An operator precedence parser is a computer program that interprets an operator-precedence grammar. For example, most calculators use operator precedence parsers to convert from infix notation with order of operations (the usual format humans use for mathematical expressions) into a different format they use internally to compute the result.
Dijkstra's "shunting yard" algorithm (named after the shunting yard) is commonly used to implement operator precedence parsers which convert from infix notation to RPN. See Reverse Polish notation for a description of this algorithm.
Relationship to other parsers
An operator-precedence parser is a simple shift-reduce parser capable of parsing a subset of LR(1) grammars. More precisely, the operator-precedence parser can parse all LR(1) grammars where two consecutive nonterminals never appear in the right-hand side of any rule.

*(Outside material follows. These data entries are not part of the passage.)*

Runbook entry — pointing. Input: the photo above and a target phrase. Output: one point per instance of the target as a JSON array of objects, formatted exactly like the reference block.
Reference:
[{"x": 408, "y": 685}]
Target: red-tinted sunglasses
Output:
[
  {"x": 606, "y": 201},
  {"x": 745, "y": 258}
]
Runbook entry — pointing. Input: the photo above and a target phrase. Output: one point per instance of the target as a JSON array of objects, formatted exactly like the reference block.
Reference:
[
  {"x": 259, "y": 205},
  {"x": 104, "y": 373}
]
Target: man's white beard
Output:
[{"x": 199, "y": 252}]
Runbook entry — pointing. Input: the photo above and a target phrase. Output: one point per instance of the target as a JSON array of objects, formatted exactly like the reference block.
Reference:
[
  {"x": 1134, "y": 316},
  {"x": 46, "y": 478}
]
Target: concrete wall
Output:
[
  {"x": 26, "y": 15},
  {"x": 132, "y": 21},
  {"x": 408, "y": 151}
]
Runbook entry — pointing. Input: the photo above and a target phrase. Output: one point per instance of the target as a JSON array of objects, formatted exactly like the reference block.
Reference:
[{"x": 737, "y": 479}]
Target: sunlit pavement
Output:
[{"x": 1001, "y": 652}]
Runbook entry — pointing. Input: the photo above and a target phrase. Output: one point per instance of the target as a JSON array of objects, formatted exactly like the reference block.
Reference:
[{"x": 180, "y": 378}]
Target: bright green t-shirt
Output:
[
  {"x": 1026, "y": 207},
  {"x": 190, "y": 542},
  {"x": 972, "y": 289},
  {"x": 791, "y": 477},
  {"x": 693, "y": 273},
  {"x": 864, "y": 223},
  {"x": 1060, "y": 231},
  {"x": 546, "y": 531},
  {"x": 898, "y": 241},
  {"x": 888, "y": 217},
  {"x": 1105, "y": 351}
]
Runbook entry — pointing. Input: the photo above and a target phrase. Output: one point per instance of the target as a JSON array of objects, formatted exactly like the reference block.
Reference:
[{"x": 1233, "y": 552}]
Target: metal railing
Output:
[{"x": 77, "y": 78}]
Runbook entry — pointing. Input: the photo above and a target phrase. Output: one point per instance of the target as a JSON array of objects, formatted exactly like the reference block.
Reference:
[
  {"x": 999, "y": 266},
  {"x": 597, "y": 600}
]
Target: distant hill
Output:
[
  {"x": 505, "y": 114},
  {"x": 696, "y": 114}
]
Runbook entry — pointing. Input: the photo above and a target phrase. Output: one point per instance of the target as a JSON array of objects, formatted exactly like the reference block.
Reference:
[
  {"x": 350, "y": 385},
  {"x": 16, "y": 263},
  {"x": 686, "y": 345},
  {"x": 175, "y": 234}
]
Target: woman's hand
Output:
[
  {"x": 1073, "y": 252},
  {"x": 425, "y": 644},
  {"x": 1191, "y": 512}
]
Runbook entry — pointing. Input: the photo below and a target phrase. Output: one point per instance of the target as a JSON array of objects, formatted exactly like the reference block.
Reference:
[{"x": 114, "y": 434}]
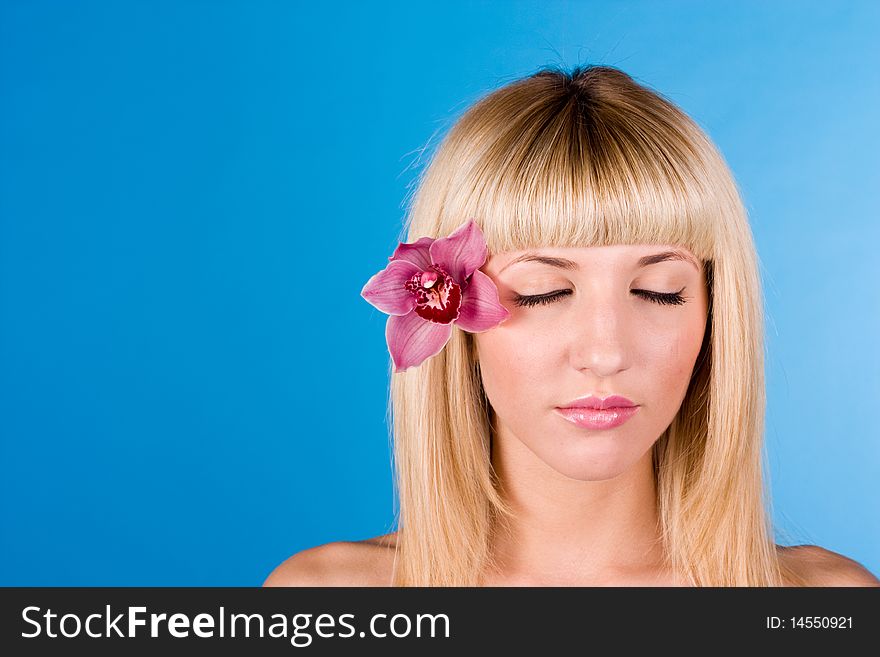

Operator-precedence parsers are not used often in practice, however they do have some properties that make them useful within a larger design. First, they are simple enough to write by hand, which is not generally the case with more sophisticated shift-reduce parsers. Second, they can be written to consult an operator table at runtime, which makes them suitable for languages that can add to or change their operators while parsing.
Perl 6 "sandwiches" an operator-precedence parser in between two Recursive descent parsers in order to achieve a balance of speed and dynamism. GCC's C and C++ parsers, which are hand-coded recursive descent parsers, are both sped up by an operator-precedence parser that can quickly examine arithmetic expressions.